Kuhglocken zur ersten Stunde

Es gibt praktisch nur einen Leseort, wo man nicht gegen ein kleines Gemurmel aus der letzten Reihe, sondern gegen größeres Glockengebimmel vor dem Klassenzimmer anreden muss: Die Ostschweiz. In Marbach haben die Kühe nämlich direkt vor dem Fenster der sechsten Klasse gegrast und immer mal wieder auf sich aufmerksam gemacht. Herrlich! Und das war es auch in den vergangenen Tagen in der Schweiz. Ich habe so viele unglaublich nette Kinder, Lehrerinnen, Lehrer, Eltern und Schulmenschen kennengelernt, dass ich am Freitagnachmittag ganz beseelt mein Köfferchen gepackt habe. Einfach tiptop. Und das Dank der tollen Vorbereitung durch Kklick und den vielen unglaublich netten und engagierten Lehrpersonen vor Ort.

In St. Gallen und in Mosnang haben wir gleich mal die neuen Bands gecastet, die künftig die Bühnen des Ortes aufmischen werden. In Wallenwil und Marbach haben wir bei tiefster Dunkelheit eine „Nacht in der Schule“ simuliert. Und in Schaffhausen wartete eine lustige Begegnung auf mich: Dort saß Jerome inmitten des Publikums. Bei manchen der jungen Bücherhelden gab es schon mal die eine oder andere Namensgleichheit – schließlich lausche ich immer ganz genau bei meinen Lesungen und klaue mal hier und mal da ein paar Namen für meine Figuren. Aber jemanden, der so heißt wie der „Fast perfekte Fee“? Das gab es bisher noch nicht. In Marburg saßen dann am Tag darauf prompt bei „Die Nacht in der Schule“ sowohl ein Jamie als auch eine Sophia in den Reihen – auch das passte wundervoll.

Es war mal wieder rundum wunderbar in der vergangenen Woche. Alles drin, was die Lesereisen rund um St. Gallen immer so einzigartig machen: Kuhgeläut, der Bodensee, ein kreatives St. Gallen, der Rheinfall, Kägi-Schokolade und sauleckeres Toggenburger Mandelgebäck aus Ganterschwil, so viele schöne Begegnungen, krasse Fragen, wunderbare Veranstalter und tolle Kolleginnen und Kollegen: Jutta Nymphius (im Bild), Maja Nielsen, Doris Lecher, Irmgard Kramer, Karin Bachmann, Sabine Rufener uvm.

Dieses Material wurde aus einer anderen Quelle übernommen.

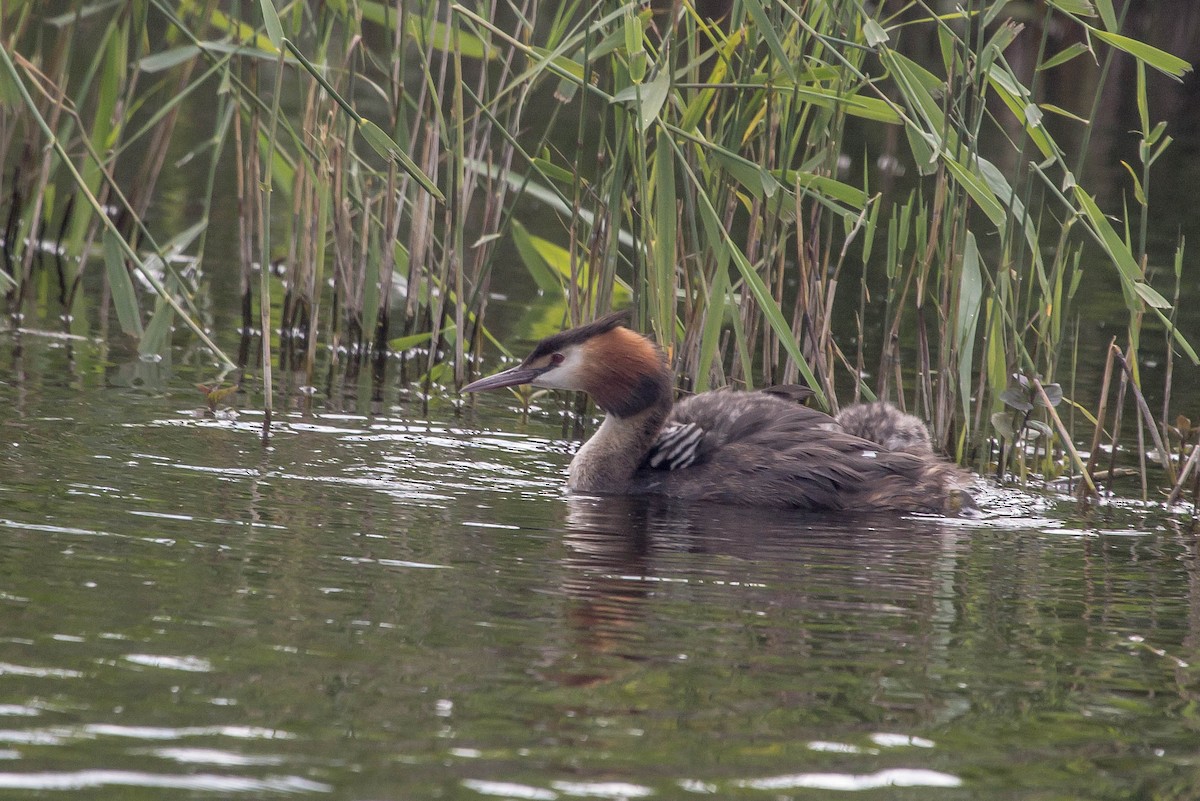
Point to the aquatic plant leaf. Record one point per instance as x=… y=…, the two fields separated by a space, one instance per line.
x=978 y=190
x=539 y=269
x=1017 y=398
x=156 y=337
x=427 y=30
x=1162 y=60
x=1003 y=425
x=1063 y=56
x=665 y=235
x=124 y=296
x=1037 y=428
x=754 y=178
x=271 y=22
x=967 y=319
x=401 y=344
x=81 y=13
x=387 y=146
x=766 y=29
x=168 y=59
x=1081 y=7
x=1150 y=295
x=1054 y=393
x=874 y=32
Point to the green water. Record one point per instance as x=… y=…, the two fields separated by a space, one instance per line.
x=400 y=606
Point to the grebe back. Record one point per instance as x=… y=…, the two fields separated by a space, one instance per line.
x=751 y=449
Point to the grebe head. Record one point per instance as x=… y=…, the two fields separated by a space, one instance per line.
x=622 y=371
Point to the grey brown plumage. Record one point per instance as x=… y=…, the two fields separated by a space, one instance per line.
x=756 y=449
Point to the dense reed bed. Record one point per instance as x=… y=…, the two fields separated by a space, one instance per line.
x=735 y=169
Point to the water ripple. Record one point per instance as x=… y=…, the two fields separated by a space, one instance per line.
x=198 y=782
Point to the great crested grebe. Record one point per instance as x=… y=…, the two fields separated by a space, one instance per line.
x=749 y=449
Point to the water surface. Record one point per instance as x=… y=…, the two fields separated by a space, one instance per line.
x=408 y=606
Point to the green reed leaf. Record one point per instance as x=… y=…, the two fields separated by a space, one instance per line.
x=271 y=22
x=1162 y=60
x=156 y=338
x=124 y=296
x=387 y=146
x=966 y=321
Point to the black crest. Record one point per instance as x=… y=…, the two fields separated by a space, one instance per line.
x=576 y=336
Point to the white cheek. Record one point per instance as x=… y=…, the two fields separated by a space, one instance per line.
x=564 y=377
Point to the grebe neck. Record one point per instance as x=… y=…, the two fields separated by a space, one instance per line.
x=606 y=462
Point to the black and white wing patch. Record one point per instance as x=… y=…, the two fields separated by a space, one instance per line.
x=677 y=446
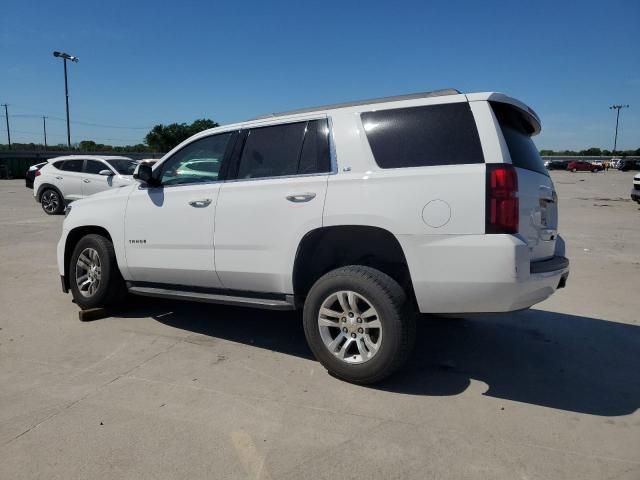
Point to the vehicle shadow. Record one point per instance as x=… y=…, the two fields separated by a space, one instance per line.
x=550 y=359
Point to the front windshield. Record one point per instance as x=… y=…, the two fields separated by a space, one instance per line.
x=123 y=167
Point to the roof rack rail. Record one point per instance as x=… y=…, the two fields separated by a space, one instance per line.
x=411 y=96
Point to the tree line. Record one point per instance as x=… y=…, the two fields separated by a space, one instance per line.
x=162 y=138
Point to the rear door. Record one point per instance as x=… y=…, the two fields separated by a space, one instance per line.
x=536 y=193
x=276 y=196
x=92 y=181
x=169 y=228
x=69 y=179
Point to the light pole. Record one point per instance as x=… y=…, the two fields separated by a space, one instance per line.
x=44 y=126
x=65 y=57
x=6 y=116
x=615 y=139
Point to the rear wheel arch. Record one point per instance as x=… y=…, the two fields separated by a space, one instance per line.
x=47 y=186
x=324 y=249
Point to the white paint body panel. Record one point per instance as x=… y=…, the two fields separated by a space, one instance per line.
x=167 y=240
x=248 y=237
x=258 y=230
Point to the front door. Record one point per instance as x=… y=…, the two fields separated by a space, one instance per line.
x=169 y=229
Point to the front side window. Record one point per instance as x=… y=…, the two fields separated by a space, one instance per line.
x=198 y=162
x=72 y=165
x=423 y=136
x=94 y=167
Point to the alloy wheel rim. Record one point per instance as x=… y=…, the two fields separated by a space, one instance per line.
x=50 y=201
x=88 y=272
x=350 y=327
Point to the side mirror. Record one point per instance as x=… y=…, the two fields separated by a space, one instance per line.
x=144 y=173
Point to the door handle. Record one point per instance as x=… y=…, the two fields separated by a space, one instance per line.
x=301 y=197
x=200 y=203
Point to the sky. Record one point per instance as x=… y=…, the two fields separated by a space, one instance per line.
x=149 y=62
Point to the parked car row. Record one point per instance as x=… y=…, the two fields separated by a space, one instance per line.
x=61 y=180
x=592 y=166
x=635 y=191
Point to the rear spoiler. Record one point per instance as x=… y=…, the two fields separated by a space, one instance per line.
x=529 y=113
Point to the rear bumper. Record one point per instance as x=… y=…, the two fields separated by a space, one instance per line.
x=480 y=273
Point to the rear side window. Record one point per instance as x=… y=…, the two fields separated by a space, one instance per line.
x=272 y=151
x=72 y=165
x=423 y=136
x=516 y=131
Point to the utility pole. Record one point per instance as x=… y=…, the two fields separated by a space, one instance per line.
x=65 y=57
x=6 y=116
x=615 y=139
x=44 y=126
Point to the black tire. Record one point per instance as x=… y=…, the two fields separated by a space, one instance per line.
x=111 y=289
x=396 y=316
x=52 y=202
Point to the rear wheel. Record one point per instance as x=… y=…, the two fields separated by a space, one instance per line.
x=52 y=202
x=94 y=275
x=358 y=324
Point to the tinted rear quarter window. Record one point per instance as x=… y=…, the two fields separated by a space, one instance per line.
x=72 y=165
x=423 y=136
x=517 y=131
x=94 y=167
x=315 y=157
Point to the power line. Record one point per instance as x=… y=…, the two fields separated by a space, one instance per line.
x=78 y=122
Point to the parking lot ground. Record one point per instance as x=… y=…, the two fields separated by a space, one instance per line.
x=178 y=390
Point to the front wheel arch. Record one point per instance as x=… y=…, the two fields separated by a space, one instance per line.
x=73 y=238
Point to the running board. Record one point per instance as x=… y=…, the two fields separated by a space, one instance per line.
x=267 y=303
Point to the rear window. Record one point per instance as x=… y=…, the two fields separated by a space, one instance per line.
x=517 y=133
x=423 y=136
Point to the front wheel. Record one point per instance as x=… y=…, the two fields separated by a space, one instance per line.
x=358 y=324
x=94 y=276
x=52 y=202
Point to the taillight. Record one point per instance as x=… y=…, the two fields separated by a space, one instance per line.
x=502 y=210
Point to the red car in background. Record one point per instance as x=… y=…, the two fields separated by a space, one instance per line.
x=584 y=167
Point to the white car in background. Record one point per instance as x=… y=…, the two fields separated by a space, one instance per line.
x=73 y=177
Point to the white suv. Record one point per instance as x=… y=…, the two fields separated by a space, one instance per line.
x=64 y=179
x=361 y=214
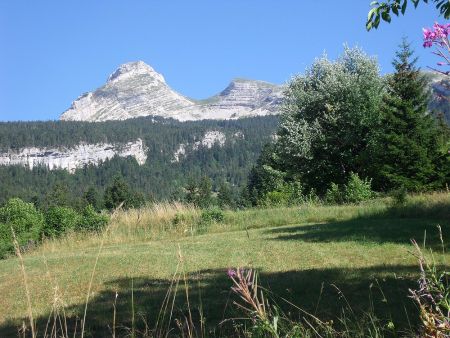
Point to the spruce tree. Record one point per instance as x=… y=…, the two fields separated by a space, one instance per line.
x=408 y=153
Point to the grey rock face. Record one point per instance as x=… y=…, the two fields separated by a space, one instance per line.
x=135 y=90
x=72 y=158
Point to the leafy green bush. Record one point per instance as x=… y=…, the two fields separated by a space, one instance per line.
x=276 y=198
x=59 y=220
x=92 y=220
x=24 y=219
x=334 y=195
x=6 y=240
x=286 y=194
x=209 y=216
x=399 y=196
x=357 y=190
x=354 y=191
x=212 y=215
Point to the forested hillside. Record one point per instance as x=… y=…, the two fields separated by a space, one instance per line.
x=164 y=174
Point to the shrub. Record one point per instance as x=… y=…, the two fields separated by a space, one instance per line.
x=334 y=195
x=276 y=198
x=286 y=194
x=6 y=240
x=59 y=220
x=357 y=190
x=211 y=215
x=26 y=221
x=92 y=220
x=399 y=196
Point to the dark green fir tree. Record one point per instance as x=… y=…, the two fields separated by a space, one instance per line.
x=408 y=153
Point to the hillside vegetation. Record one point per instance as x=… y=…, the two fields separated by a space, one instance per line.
x=307 y=255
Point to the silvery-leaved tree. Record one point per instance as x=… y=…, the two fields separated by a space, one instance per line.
x=328 y=119
x=384 y=10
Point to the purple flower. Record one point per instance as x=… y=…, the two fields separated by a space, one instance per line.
x=231 y=273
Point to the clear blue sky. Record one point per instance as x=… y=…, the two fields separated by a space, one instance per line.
x=53 y=51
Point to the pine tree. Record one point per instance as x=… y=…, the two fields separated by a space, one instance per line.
x=408 y=153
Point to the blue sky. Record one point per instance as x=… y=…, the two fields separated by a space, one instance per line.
x=53 y=51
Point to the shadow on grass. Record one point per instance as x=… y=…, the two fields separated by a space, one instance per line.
x=396 y=225
x=384 y=286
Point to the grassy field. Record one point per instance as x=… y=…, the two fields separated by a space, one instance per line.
x=360 y=251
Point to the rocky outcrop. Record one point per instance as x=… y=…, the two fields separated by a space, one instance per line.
x=135 y=89
x=76 y=157
x=210 y=138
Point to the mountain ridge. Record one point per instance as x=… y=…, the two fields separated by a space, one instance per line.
x=135 y=89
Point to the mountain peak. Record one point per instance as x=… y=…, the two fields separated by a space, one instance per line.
x=135 y=89
x=133 y=69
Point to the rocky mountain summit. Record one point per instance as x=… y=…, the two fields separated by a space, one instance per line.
x=135 y=89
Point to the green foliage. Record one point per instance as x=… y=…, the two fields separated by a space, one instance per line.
x=382 y=10
x=399 y=196
x=208 y=217
x=24 y=219
x=285 y=195
x=119 y=192
x=327 y=125
x=91 y=197
x=160 y=178
x=59 y=220
x=409 y=150
x=92 y=220
x=199 y=193
x=357 y=190
x=6 y=240
x=225 y=196
x=212 y=215
x=334 y=195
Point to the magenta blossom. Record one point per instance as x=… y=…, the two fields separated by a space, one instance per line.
x=231 y=273
x=436 y=35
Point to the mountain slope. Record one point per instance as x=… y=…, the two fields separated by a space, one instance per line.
x=136 y=90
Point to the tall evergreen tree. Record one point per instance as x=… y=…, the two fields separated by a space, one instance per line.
x=408 y=151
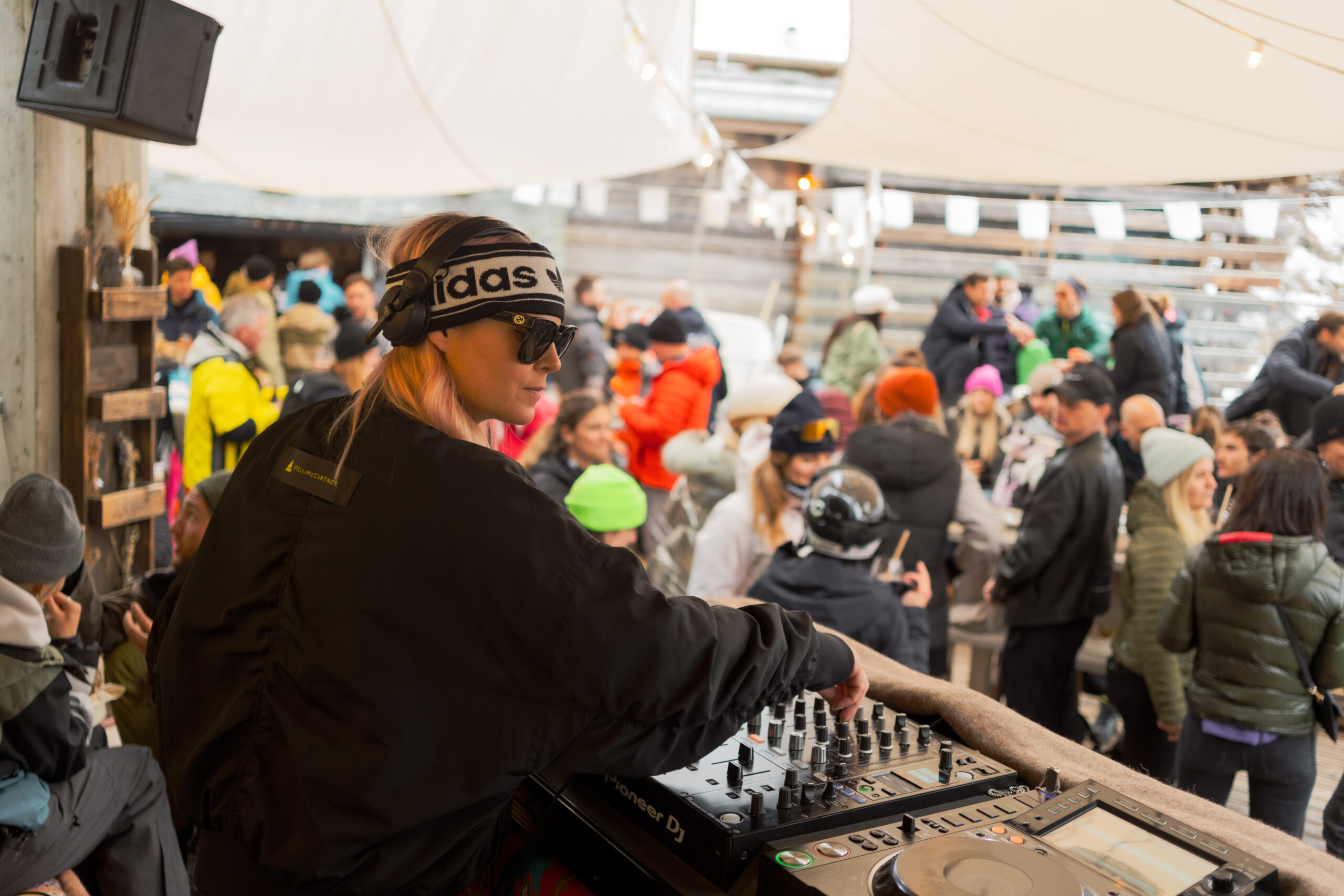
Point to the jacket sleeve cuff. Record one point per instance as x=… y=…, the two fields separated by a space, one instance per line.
x=835 y=662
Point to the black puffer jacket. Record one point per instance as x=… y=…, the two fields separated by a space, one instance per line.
x=1062 y=565
x=1222 y=604
x=921 y=477
x=1141 y=358
x=843 y=596
x=370 y=712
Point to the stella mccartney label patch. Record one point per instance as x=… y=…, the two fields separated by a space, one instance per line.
x=316 y=476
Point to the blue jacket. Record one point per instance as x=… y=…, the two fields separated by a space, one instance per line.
x=332 y=294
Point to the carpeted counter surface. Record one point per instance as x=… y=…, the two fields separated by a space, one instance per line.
x=1002 y=734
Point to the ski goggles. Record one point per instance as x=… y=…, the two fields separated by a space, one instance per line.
x=541 y=335
x=816 y=430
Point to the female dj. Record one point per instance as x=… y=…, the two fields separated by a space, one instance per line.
x=387 y=628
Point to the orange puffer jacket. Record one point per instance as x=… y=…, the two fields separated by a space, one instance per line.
x=678 y=400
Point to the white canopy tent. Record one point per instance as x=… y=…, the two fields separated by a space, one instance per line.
x=1067 y=92
x=423 y=97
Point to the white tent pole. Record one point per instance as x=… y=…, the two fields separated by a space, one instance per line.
x=872 y=230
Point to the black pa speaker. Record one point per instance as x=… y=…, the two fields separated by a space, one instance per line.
x=133 y=68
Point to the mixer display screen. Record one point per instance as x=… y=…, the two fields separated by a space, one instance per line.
x=1124 y=852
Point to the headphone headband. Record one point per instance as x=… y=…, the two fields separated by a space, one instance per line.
x=398 y=312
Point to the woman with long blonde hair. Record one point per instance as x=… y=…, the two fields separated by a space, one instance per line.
x=1168 y=515
x=375 y=574
x=743 y=530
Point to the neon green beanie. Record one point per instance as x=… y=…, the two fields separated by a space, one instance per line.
x=606 y=500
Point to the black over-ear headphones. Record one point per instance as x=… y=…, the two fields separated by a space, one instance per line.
x=404 y=312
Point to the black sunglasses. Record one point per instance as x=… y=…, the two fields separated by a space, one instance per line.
x=541 y=335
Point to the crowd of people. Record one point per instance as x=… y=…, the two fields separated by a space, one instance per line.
x=1012 y=449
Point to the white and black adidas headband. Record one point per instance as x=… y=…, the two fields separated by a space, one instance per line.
x=480 y=281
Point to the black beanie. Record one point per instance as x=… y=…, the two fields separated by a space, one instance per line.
x=350 y=335
x=636 y=336
x=258 y=268
x=667 y=328
x=786 y=433
x=1328 y=419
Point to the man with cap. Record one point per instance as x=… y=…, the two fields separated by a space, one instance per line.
x=1058 y=575
x=679 y=399
x=854 y=350
x=61 y=804
x=927 y=488
x=952 y=340
x=128 y=616
x=608 y=503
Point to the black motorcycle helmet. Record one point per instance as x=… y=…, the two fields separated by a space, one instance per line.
x=844 y=513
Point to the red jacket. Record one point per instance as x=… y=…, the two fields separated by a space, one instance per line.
x=678 y=400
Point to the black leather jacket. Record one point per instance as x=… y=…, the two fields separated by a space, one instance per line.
x=1061 y=568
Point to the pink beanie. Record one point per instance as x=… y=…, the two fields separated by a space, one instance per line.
x=987 y=378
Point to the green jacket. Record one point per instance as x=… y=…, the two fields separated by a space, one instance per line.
x=855 y=354
x=1152 y=561
x=1084 y=332
x=1222 y=605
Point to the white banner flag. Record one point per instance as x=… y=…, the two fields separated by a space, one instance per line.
x=1108 y=220
x=1184 y=220
x=963 y=215
x=898 y=208
x=654 y=205
x=1033 y=218
x=1260 y=218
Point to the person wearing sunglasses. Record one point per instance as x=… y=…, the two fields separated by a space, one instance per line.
x=743 y=530
x=380 y=586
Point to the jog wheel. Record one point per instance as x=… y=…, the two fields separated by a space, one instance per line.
x=961 y=867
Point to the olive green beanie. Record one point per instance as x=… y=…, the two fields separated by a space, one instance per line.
x=606 y=500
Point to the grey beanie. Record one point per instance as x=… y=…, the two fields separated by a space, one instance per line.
x=1168 y=453
x=41 y=537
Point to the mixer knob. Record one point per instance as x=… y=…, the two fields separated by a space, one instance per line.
x=945 y=757
x=796 y=746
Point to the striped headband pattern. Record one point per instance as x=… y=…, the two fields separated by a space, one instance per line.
x=480 y=281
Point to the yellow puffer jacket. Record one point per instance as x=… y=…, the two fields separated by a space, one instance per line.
x=227 y=406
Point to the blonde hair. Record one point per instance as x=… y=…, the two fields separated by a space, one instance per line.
x=413 y=379
x=769 y=499
x=1194 y=525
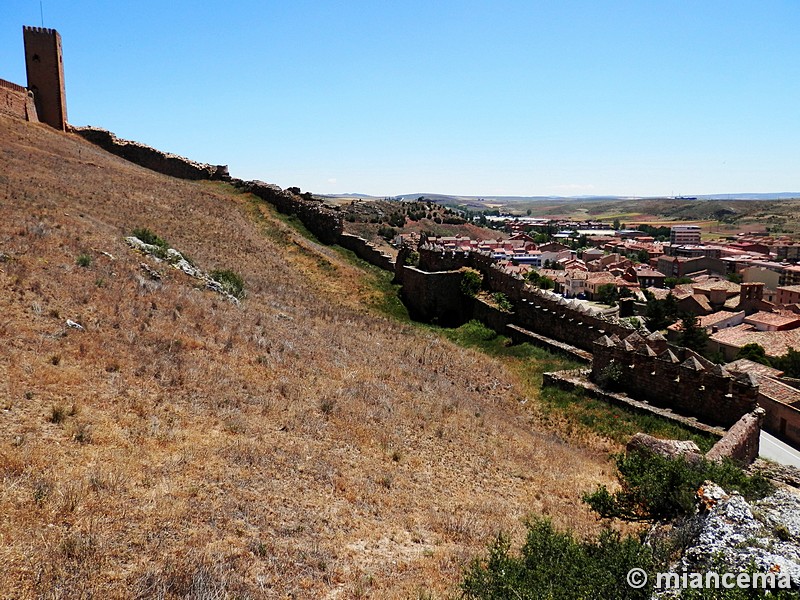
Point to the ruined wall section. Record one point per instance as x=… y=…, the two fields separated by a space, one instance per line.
x=674 y=377
x=434 y=297
x=323 y=221
x=150 y=158
x=16 y=101
x=536 y=310
x=366 y=251
x=45 y=69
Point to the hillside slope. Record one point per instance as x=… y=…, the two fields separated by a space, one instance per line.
x=182 y=445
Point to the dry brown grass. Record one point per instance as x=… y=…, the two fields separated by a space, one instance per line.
x=185 y=447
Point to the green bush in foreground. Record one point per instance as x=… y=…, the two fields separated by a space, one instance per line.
x=556 y=566
x=655 y=488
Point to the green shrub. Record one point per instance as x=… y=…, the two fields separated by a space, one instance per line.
x=471 y=282
x=148 y=237
x=387 y=233
x=84 y=260
x=655 y=488
x=502 y=301
x=556 y=566
x=231 y=282
x=610 y=377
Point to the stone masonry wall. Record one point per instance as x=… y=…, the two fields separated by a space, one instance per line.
x=16 y=101
x=367 y=251
x=435 y=297
x=536 y=310
x=150 y=158
x=675 y=377
x=324 y=222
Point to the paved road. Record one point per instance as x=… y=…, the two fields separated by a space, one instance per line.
x=774 y=449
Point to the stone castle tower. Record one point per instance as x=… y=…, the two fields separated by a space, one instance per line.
x=45 y=69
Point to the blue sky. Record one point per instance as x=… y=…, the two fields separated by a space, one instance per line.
x=438 y=96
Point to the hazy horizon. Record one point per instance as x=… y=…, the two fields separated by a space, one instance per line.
x=512 y=99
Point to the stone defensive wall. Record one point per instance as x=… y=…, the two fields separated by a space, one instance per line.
x=671 y=376
x=366 y=251
x=16 y=101
x=434 y=297
x=150 y=158
x=539 y=311
x=323 y=221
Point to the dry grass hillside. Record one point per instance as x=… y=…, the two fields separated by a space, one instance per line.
x=299 y=445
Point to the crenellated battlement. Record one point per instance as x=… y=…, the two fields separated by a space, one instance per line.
x=648 y=368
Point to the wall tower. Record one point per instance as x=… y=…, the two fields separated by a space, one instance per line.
x=45 y=68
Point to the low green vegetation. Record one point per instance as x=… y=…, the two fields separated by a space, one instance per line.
x=580 y=411
x=502 y=302
x=655 y=488
x=231 y=282
x=148 y=237
x=84 y=260
x=789 y=363
x=555 y=565
x=471 y=282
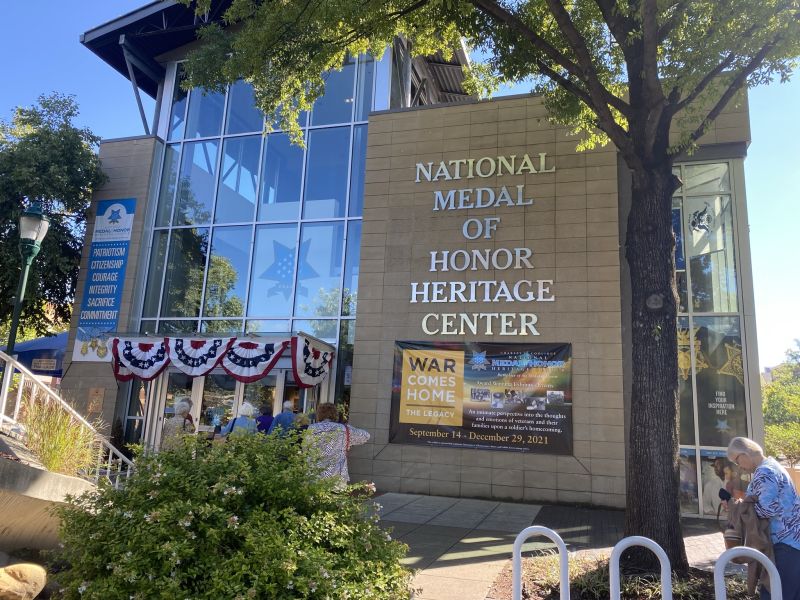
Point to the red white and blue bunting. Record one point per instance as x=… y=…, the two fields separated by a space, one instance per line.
x=248 y=361
x=144 y=359
x=311 y=362
x=197 y=357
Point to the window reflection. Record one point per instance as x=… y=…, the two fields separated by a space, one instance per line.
x=273 y=270
x=205 y=113
x=283 y=176
x=196 y=183
x=364 y=87
x=719 y=372
x=326 y=174
x=350 y=288
x=226 y=282
x=336 y=104
x=169 y=180
x=358 y=168
x=243 y=116
x=154 y=272
x=236 y=198
x=709 y=226
x=319 y=270
x=183 y=280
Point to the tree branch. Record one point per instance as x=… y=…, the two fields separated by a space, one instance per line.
x=737 y=84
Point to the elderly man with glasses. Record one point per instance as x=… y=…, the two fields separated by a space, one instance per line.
x=779 y=502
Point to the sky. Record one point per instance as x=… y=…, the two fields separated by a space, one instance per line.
x=42 y=53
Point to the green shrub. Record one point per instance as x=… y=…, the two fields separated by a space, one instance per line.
x=60 y=442
x=783 y=441
x=243 y=519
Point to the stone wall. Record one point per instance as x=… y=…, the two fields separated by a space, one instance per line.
x=572 y=228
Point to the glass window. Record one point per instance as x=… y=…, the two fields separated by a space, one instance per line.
x=350 y=288
x=324 y=329
x=176 y=327
x=218 y=326
x=169 y=180
x=226 y=281
x=706 y=179
x=196 y=184
x=273 y=269
x=357 y=169
x=719 y=374
x=236 y=198
x=708 y=225
x=155 y=271
x=205 y=113
x=178 y=112
x=326 y=173
x=283 y=177
x=364 y=87
x=344 y=361
x=268 y=326
x=184 y=277
x=243 y=116
x=685 y=341
x=336 y=104
x=319 y=270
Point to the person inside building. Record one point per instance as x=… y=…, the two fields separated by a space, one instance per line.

Nur bei einer Sache könnte ich mich beschweren: Der Schweizer ÖV hat gleich zweimal Anleihen bei den deutschen Nachbarn genommen: Einmal war ein Bus falsch beschriftet und ich bin in die falsche Richtung gefahren (zum Glück im Kreis, sodass ich danach in die richtige Richtung starten konnte) und dann ist doch tatsächlich ein Zug mitten auf der Strecke nicht weitergefahren. Von solchen Anekdoten berichte ich normalerweise immer von meinen deutschen Lesereisen, das muss die eine Ausnahme gewesen sein, die nie wieder vorkommt …

Eines muss natürlich noch erzählen: Für die Wort-Acker-dem-ih „Linsklesestärke“ (www.linkslesestaerke.de) habe ich ein neues Wortspiel mitgenommen aus Marbach: Organ-isieren.

Ach ja, und alle Kolleg:innen, die hier noch lesen werden in diesem Frühling: Unbedingt die Ausstellung im open art museum ansehen über die beeindruckende Schriftstellerin und Künstlerin Adelheid Duvanel, die ein Großteil ihres Werks in der Psychiatrie schuf. Da durfte ich wieder eine andere der vielen kreativen Seiten von St. Gallen entdecken.